Show HN: Mummify – Preserve web content, fight link rot

[+] donpdonp|12 years ago|reply

Its worth mentioning the http://archiveteam.org/ which does a lot of important web archival work.

They use the Web ARChive format (WARC http://fileformats.archiveteam.org/wiki/WARC ) which I hope mummify and other such services will standardize on.

[+] nine_k|12 years ago|reply

The approach is nice, the problem being solved is real. Hopefully paying customers will flock in.

The question: is mummify.it itself going to go under some day?

So I'll wait for an open-source analog of this service, to run on my own tiny server. (Or carve some time to write it myself, of course.)
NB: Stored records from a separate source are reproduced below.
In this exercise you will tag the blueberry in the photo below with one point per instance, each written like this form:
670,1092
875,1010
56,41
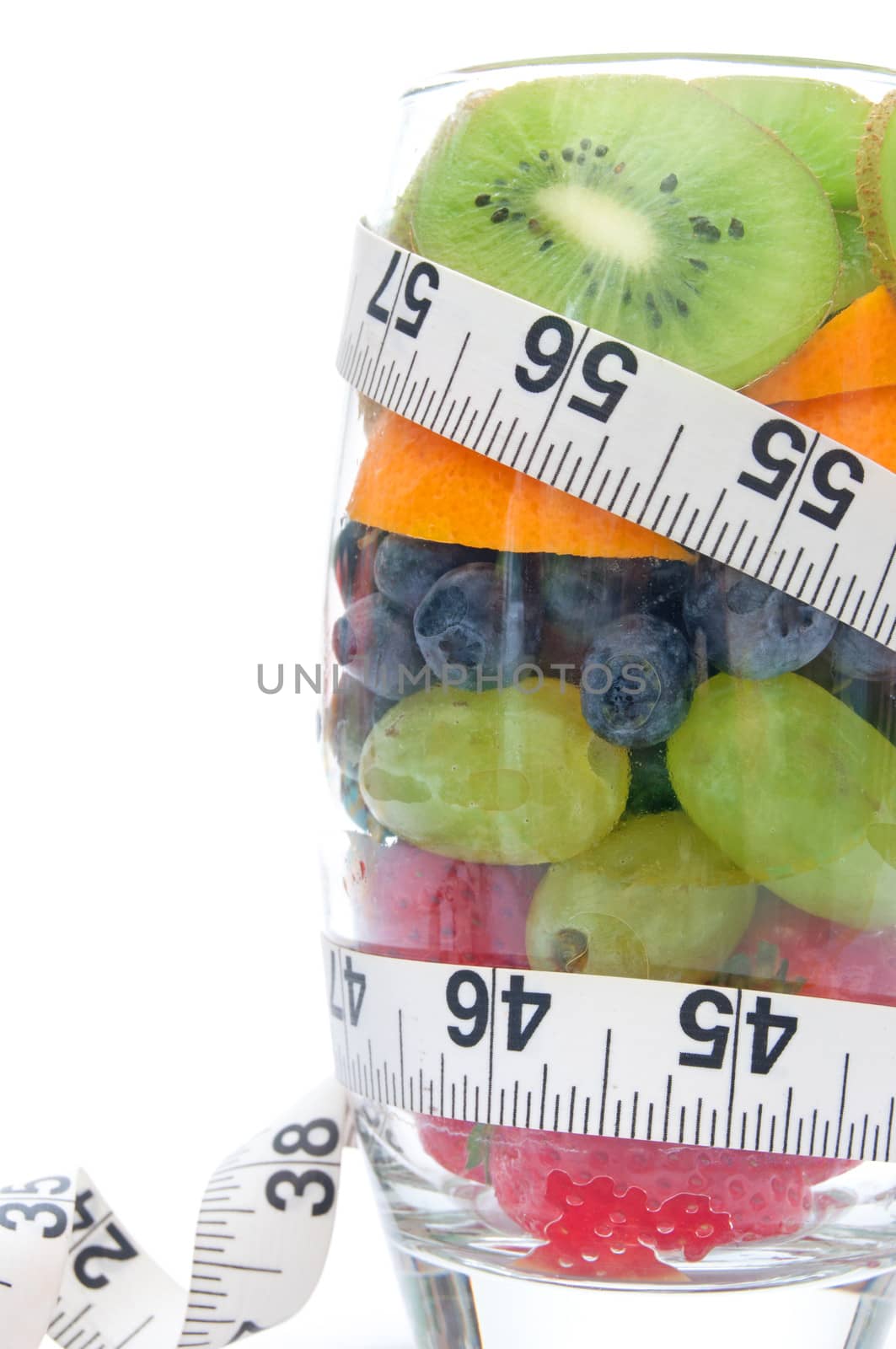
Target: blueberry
374,641
858,656
406,568
475,626
637,681
582,594
752,631
350,717
354,556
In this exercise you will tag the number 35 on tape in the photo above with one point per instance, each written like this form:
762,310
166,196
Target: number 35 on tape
625,431
71,1270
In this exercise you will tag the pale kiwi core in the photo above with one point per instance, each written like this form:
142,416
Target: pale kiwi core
599,223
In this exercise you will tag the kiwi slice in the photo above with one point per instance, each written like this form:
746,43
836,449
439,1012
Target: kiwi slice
640,206
822,123
876,170
857,276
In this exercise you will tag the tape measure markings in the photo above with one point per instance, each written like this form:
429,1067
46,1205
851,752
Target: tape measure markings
480,361
69,1267
628,1056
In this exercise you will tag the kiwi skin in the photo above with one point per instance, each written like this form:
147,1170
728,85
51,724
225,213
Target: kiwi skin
880,231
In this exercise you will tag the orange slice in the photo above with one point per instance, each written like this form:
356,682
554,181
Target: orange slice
417,483
864,420
856,350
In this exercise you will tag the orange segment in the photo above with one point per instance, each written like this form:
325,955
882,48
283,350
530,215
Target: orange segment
415,482
864,420
856,350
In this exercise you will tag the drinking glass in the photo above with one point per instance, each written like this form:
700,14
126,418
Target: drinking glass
714,806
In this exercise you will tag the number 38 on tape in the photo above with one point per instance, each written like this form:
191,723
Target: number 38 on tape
625,431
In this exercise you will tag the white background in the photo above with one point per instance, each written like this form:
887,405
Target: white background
179,184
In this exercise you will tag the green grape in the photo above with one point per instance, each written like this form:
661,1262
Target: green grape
858,889
655,899
510,775
779,773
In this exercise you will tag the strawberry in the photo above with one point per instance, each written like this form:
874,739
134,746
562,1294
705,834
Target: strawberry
797,953
456,1146
424,907
601,1204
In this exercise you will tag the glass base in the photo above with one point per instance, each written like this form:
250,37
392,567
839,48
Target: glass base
453,1310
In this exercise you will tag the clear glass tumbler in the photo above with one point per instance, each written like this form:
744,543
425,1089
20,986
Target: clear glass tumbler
669,771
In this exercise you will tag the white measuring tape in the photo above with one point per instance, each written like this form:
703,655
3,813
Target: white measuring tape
71,1270
629,1058
572,1054
626,431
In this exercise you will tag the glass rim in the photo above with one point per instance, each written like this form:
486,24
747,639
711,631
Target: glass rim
797,65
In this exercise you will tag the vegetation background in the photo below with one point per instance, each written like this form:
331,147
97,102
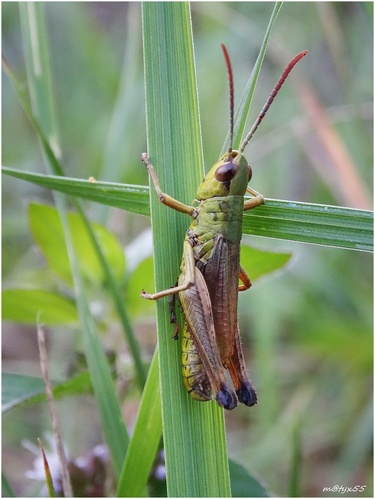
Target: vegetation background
307,330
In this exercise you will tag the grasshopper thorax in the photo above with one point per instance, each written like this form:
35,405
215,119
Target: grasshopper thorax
228,177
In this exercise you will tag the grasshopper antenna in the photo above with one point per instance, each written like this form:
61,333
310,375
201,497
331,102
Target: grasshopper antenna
231,100
272,96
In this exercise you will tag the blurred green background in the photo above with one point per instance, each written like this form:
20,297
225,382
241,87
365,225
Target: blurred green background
307,331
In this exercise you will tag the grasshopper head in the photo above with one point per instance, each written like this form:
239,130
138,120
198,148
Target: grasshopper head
228,177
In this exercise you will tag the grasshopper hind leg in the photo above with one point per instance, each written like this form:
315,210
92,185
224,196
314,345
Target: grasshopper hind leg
246,394
225,398
244,389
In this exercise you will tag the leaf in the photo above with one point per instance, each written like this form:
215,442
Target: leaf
193,433
243,484
20,389
325,225
28,306
47,231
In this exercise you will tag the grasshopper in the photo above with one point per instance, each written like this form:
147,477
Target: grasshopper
208,285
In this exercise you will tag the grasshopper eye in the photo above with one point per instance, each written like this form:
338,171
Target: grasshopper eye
226,172
250,172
[+] toomuchtodo|12 years ago|reply

There already is an open source analog:

http://www.archiveteam.org/index.php?title=Wget_with_WARC_ou... + http://archive.org/web/web.php

[+] lesinski|12 years ago|reply

How is Mummify going to get around the copyright implications of ripping off the now removed piece of content which they don't own?

Also wondering: what happens if the publisher redirects the old URL to a new place -- maybe an "update"... or maybe a useless hub page?
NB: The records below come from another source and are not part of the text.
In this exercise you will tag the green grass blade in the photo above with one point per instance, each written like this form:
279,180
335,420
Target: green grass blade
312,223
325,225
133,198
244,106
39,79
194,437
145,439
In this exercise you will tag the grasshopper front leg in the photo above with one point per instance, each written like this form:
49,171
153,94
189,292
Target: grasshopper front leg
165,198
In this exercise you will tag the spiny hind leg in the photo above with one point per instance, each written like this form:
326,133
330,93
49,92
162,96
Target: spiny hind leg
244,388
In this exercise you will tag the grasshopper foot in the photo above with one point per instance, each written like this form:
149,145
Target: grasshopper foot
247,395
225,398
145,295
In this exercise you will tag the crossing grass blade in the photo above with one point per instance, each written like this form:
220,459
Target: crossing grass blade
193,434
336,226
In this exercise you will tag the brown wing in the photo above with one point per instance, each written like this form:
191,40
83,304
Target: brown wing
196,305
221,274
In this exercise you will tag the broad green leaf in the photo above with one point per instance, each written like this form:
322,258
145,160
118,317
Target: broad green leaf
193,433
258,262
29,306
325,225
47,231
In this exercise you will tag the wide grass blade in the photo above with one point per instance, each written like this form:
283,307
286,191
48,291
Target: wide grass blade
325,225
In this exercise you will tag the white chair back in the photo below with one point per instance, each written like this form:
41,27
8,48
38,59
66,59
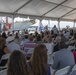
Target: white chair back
5,56
3,72
63,71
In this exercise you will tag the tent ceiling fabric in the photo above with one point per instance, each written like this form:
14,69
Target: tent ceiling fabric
53,9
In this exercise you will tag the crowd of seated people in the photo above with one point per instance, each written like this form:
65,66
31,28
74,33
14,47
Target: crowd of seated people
57,42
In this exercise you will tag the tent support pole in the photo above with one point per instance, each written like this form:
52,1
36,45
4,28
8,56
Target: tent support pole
59,25
13,22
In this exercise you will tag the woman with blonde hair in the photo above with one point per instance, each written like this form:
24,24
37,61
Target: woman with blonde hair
3,50
38,61
17,64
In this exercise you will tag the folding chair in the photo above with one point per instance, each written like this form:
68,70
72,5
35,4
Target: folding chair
4,57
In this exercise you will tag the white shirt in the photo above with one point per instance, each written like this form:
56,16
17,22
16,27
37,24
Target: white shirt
13,46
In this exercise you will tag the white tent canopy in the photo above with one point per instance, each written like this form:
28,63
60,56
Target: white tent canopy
48,9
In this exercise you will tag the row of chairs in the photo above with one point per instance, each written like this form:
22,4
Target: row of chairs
63,71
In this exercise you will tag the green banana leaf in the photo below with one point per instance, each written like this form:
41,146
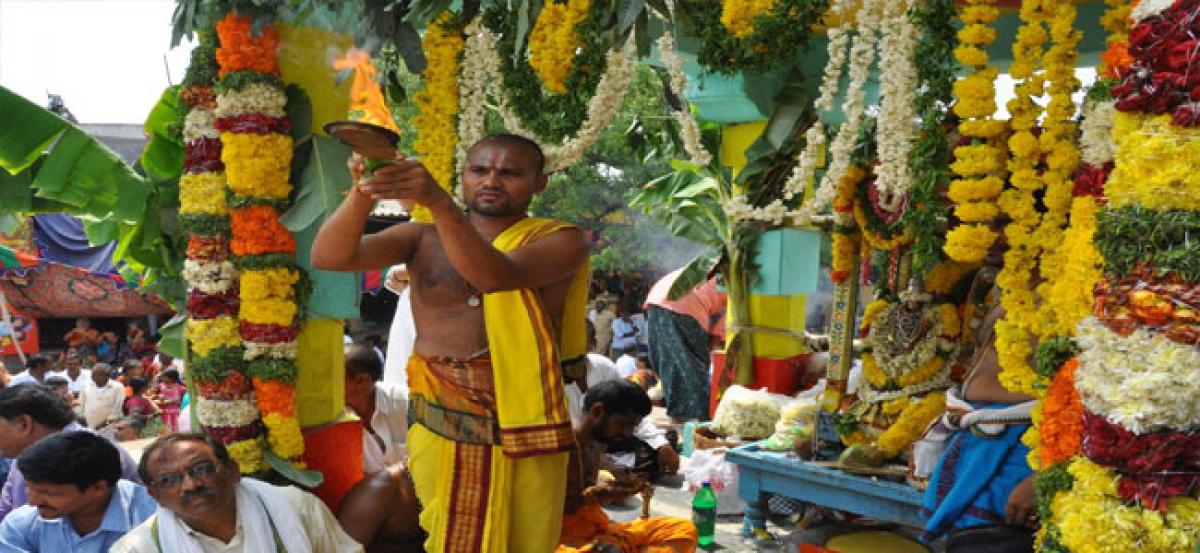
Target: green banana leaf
323,184
78,172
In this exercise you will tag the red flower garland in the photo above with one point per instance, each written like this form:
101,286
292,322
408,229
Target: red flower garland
203,156
253,122
1144,299
1162,78
1153,467
208,248
268,334
210,306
[+] arb99|12 years ago|reply

Weird pricing plan. At even the most expensive plan (of 15$/mo) only 50 'mummies' a month. Seems like an arbitrarily low number

[+] hk__2|12 years ago|reply

There are free alternatives, like Peeep.us [1] and Archive.is.

[1]: http://www.peeep.us/

[2]: http://archive.is/

[+] desireco42|12 years ago|reply

I don't get the number of free/paid mummifications? Seems very low, space or bandwidth are abundant.
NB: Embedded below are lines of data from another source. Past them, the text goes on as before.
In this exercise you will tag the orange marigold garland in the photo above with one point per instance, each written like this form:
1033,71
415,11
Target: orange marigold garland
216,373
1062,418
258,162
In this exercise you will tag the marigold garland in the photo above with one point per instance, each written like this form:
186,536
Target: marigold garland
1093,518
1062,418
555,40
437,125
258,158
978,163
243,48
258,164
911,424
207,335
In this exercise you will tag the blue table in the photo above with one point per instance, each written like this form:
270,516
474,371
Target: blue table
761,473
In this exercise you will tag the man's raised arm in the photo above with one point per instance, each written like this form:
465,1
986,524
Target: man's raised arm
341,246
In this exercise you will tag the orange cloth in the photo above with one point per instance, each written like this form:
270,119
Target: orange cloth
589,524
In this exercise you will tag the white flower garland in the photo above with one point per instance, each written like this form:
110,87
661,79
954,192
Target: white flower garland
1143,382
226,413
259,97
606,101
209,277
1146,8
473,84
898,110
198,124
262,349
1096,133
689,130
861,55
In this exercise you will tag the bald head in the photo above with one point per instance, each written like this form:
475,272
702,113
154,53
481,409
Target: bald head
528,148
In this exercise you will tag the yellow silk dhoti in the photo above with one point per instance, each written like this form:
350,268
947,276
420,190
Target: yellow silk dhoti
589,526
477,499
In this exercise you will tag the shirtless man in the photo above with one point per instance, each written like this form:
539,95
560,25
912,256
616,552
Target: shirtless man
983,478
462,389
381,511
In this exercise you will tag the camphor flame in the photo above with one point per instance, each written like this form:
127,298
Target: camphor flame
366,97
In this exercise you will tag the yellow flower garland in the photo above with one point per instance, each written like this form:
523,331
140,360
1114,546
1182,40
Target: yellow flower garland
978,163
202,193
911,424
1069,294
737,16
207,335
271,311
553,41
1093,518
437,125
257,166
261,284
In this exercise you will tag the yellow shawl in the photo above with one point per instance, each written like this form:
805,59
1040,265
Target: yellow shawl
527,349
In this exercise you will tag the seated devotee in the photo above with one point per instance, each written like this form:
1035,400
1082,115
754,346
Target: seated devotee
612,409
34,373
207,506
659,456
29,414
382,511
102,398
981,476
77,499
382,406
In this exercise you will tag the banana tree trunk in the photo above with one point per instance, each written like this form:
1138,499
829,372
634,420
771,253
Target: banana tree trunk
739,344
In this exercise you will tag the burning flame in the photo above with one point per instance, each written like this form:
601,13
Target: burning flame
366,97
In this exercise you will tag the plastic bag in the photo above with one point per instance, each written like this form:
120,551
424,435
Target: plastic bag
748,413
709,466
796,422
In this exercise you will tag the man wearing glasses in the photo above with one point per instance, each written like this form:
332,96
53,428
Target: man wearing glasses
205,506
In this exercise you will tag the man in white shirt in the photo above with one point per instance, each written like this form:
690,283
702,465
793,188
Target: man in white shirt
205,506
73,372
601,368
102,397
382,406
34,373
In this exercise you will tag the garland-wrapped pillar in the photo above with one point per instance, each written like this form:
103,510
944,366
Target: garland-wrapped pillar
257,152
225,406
I think, and with respect to original developer, this is more a feature then an app and probably would help if it would be developed further to target more specific problem/group.

Having said that, I wish you best.

[+] pasbesoin|12 years ago|reply

The OP depends upon Javascript for any and all content delivery/rendition. Given the topic at hand, I find this more than a bit ironic.

I gather from the comments that this is some sort of online storage of a copy. That may serve some use cases over the short term.

If you really want to avoid loss or "link rot", maintain your own copy on your own equipment.

I've been around to observe everything from personal interest changes, death, corporate policy changes, ownership transfers, deliberate manipulation... etc. -- you get the idea -- effect the ability to pull even what were formerly considered very stable and long-standing, aka "permanent", resources.

If you want to ensure you have access, save your own copy onto hardware that you own. End of story.

[+] AznHisoka|12 years ago|reply

50 mummies per month for the highest plan is way way way too low. It should 10,000 or even 50,000. Think about it this way: the people who are willing to pay you for this type of service are probably huge publishers who would use this service to share their URLs to their followers in Twitter, Facebook, etc.

[+] zackbloom|12 years ago|reply

Doesn't help them much if a huge publisher is paying them $15 a month. That type of sale would require a SLA too, they really just need a contact email address.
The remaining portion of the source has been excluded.